Charles Richter, the initiator of the Richter magnitude scale, became a seismologist from an ‘error’
On September 30, 1985, the initiator of the famous magnitude scale Richter, passed away. Charles Francis Richter spent the most of his life in California, in a vulnerable area from the seismic point of view and he made studies in this domain at the Stanford University, being familiarized with the researches of the Pasadena seismology Laboratory. In one of the rare given interviews, Richter confessed that he became interested by seismology from a ‘happy error’. He said that while he was working for this doctorate about the theoretical physics, the doctor Robert Milikan called him in his office and told him that the seismology laboratory is was looking for a physician.
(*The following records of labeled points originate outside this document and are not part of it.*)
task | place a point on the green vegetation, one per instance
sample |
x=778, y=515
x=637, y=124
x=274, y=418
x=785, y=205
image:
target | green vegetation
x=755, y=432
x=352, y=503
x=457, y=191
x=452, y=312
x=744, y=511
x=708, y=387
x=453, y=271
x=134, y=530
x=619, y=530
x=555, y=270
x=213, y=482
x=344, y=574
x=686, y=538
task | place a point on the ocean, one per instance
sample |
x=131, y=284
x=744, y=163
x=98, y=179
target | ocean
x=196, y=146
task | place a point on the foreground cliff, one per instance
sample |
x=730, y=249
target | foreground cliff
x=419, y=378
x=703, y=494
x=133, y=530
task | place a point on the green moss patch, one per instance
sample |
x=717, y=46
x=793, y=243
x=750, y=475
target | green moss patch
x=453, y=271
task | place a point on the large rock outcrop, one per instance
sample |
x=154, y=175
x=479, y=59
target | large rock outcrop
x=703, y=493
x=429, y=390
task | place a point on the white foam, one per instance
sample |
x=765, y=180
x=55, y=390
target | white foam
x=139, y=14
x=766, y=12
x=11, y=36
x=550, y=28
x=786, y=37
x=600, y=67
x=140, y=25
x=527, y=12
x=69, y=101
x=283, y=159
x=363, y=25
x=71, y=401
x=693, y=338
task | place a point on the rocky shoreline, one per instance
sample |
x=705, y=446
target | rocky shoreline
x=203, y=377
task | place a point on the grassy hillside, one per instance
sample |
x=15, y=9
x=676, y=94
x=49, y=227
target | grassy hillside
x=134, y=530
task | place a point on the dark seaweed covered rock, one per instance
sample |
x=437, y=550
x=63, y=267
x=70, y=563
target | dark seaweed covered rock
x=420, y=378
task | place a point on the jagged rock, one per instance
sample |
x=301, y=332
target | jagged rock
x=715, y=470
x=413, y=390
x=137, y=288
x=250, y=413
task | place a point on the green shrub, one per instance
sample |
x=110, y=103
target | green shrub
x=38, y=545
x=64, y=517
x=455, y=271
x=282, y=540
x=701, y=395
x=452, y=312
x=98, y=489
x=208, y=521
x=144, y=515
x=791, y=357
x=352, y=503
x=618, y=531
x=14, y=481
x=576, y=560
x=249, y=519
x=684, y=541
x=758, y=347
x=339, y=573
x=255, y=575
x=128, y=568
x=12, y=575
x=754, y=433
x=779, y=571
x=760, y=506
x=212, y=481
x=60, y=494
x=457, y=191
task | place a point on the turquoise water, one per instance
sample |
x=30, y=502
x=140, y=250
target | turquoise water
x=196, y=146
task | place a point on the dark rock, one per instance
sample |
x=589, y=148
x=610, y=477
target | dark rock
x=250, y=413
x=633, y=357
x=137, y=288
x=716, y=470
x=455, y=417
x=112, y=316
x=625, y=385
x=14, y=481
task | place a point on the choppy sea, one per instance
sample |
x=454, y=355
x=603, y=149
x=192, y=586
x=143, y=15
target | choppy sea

Although Richter was not in the domain, he found the offer interesting and he gave up on his activity to join the seismologists team in 1927. The Richter scale was created in 1935, by Charles Richter and Beno Gutenberg, from the California Institute of Technology and indicates the energy released in the center of an earthquake.
It is a logarithmic scale, because the magnitude, after Richter, corresponds to the logarithm of the volume waves amplitude measurement, at 100 kilometers away from the epicenter and is gradated from 1 to 9 and the intensity of the earthquakes are expressed in fractional numbers. In 1956, Richter and Gutenberg, a German seismologist and a geologist from the California Technology Institute, on the base of a precise map of the earthquakes re-partition in the area, improved the method of magnitude measurement, taking into the consideration the volume waves too, whose propagation speed depends on the terrestrial structure, these being observed on a 20 seconds duration. Richter suggested the measurement of the earthquake magnitude based on the maxim amplitude of the seismic waves, recorded on the seismographs. The Richter scale is a logarithmic one, a modify with one grade being correlated with a 10 times modify of the seismic wave amplitude.